C'était probablement une larme que je vis sur sa joue à ce moment-là. Elle s'en retourna et se précipita derrière la frontière, disparaissant de ma vue. J'essayai à mon tour de me relever mais ma blessure était plus grave encore que je ne le pensais… Sur les genoux, je finis face contre terre lorsque le pied de mon bourreau se posa violemment sur mon dos.

« Tss… elle s'est encore échappée, ma réputation va en prendre un coup. En revanche, toi… poursuivit-elle en piétinant ma blessure, m'arrachant malgré moi un râle de douleur. C'est la dernière fois que tu nous cause des ennuis. Une dernière volonté, ordure ? »

Mon ultime geste de résistance fut un sourire esquissé avant de prononcer mes derniers mots.

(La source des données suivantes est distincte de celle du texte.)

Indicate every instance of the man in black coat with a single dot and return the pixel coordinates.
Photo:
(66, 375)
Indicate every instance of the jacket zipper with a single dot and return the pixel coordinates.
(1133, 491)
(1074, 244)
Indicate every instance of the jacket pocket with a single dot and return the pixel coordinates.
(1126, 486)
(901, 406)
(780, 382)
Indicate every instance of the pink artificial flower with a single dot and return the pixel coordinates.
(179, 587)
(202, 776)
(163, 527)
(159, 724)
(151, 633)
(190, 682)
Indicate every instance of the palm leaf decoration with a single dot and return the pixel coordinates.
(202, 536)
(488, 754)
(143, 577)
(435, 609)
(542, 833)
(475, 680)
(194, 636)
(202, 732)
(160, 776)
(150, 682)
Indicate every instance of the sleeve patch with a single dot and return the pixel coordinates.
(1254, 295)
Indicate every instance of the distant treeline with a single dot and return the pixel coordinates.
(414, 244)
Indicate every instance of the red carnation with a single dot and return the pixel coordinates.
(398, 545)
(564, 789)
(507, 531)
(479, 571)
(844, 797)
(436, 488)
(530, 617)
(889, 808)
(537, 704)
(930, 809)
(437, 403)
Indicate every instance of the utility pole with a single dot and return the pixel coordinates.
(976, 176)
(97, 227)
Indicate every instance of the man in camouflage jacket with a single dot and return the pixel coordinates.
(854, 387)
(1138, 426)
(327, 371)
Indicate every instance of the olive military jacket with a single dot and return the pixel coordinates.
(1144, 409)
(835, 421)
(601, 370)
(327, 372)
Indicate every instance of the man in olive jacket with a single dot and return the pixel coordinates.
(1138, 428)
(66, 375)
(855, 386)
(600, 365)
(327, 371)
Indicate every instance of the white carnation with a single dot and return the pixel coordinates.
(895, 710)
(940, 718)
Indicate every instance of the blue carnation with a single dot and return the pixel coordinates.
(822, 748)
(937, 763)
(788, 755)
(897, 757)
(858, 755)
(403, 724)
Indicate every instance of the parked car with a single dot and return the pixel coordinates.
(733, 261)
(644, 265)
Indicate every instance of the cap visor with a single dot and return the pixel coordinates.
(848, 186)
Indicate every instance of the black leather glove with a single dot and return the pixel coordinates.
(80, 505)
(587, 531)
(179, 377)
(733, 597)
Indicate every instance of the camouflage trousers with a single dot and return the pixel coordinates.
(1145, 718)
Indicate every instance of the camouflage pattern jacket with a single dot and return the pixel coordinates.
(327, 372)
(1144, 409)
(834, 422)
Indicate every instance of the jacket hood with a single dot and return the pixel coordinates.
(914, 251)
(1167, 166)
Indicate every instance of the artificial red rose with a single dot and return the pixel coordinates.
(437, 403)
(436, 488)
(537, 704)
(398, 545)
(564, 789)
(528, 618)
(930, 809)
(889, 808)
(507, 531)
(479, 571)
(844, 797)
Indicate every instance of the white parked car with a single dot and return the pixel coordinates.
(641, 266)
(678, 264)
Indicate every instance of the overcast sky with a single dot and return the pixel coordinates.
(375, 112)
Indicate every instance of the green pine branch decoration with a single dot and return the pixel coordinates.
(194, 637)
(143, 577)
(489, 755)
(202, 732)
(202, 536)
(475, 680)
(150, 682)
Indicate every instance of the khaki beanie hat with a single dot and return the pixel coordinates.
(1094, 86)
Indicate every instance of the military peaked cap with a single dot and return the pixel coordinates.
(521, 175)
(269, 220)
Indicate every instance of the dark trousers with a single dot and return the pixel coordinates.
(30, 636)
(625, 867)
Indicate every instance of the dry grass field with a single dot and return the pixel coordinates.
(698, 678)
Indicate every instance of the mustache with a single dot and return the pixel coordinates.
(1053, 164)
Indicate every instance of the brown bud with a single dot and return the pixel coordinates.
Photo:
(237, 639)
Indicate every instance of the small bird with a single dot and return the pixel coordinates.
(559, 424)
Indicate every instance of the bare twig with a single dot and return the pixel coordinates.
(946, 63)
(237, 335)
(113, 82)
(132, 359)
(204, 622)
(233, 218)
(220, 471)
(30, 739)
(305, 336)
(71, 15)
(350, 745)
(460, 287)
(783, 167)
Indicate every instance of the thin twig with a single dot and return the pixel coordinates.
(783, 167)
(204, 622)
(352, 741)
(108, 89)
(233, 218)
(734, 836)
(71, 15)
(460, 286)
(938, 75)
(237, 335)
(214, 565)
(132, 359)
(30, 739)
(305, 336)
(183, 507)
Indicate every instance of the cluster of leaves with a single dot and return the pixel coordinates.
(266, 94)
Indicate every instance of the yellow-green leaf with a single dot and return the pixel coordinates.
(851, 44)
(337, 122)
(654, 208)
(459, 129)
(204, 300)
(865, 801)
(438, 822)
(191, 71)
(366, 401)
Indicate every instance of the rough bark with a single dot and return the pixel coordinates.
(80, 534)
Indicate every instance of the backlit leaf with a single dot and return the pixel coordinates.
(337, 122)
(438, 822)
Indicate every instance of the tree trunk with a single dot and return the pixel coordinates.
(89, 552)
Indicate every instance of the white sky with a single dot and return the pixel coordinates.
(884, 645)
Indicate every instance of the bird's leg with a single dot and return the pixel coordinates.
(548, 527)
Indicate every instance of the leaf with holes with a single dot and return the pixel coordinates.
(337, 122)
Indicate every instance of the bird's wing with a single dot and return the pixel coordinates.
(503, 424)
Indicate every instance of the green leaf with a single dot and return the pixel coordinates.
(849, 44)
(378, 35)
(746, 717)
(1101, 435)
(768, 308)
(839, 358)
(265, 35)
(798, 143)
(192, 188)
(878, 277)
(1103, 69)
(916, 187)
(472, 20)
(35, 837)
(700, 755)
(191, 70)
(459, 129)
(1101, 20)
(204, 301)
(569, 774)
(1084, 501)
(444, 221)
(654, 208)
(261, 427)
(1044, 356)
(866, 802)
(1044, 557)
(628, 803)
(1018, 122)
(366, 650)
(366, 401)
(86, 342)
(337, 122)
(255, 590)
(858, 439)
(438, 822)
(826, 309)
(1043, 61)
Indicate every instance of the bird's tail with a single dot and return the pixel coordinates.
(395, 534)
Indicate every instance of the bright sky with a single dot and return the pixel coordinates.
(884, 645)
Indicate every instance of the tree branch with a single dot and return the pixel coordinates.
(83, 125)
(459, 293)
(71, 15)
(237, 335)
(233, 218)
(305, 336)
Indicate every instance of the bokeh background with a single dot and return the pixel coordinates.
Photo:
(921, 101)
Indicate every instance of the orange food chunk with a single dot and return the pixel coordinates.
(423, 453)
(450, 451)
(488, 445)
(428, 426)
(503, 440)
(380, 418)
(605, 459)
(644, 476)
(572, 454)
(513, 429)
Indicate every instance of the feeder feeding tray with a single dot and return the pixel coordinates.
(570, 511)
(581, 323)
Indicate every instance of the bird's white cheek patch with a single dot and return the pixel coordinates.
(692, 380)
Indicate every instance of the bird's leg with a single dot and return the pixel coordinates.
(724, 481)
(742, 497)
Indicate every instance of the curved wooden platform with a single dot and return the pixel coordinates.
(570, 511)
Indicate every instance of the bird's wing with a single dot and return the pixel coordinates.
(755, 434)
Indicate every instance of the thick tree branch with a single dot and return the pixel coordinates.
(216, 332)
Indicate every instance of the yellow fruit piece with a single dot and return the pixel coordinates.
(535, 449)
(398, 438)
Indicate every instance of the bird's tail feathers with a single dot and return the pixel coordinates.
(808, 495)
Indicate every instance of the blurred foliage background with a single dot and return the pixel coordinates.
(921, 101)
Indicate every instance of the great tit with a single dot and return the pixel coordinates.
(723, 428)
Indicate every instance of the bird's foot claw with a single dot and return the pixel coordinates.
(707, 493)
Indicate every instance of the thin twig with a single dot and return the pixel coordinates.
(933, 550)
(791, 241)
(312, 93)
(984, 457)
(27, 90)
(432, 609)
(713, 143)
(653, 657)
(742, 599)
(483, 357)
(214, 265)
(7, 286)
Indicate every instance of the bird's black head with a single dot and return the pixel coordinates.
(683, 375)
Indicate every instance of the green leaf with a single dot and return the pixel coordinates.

« Ne faites pas même erreur que moi.

−C'est tout ? »

En regardant devant moi je pus apercevoir une silhouette cachée derrière un rocher non loin de là, qui observait la scène. Le rayon traversa mon cœur… tout devint silencieux… la silhouette derrière le rocher hurla… je partais l'esprit un peu moins confus : ces enfants représentaient l'espoir de nos deux peuples…





à suivre…


----------------------------------------------------------------------------------------------------



Voilà voilà ! Pour tout dire, j'aurais aimé développer Vaki un peu plus longuement et que son revirement soit plus progressif (parce qu'après relecture ça paraît quand même un peu précipité), mais il faut aussi quand même que j'avance un peu… je sais que Ciana semble ne servir à rien pour le moment mais je compte en faire quelque chose :P Elle et Lyendith sont les deux personnages sur lesquels je prend le plus de plaisir à écrire.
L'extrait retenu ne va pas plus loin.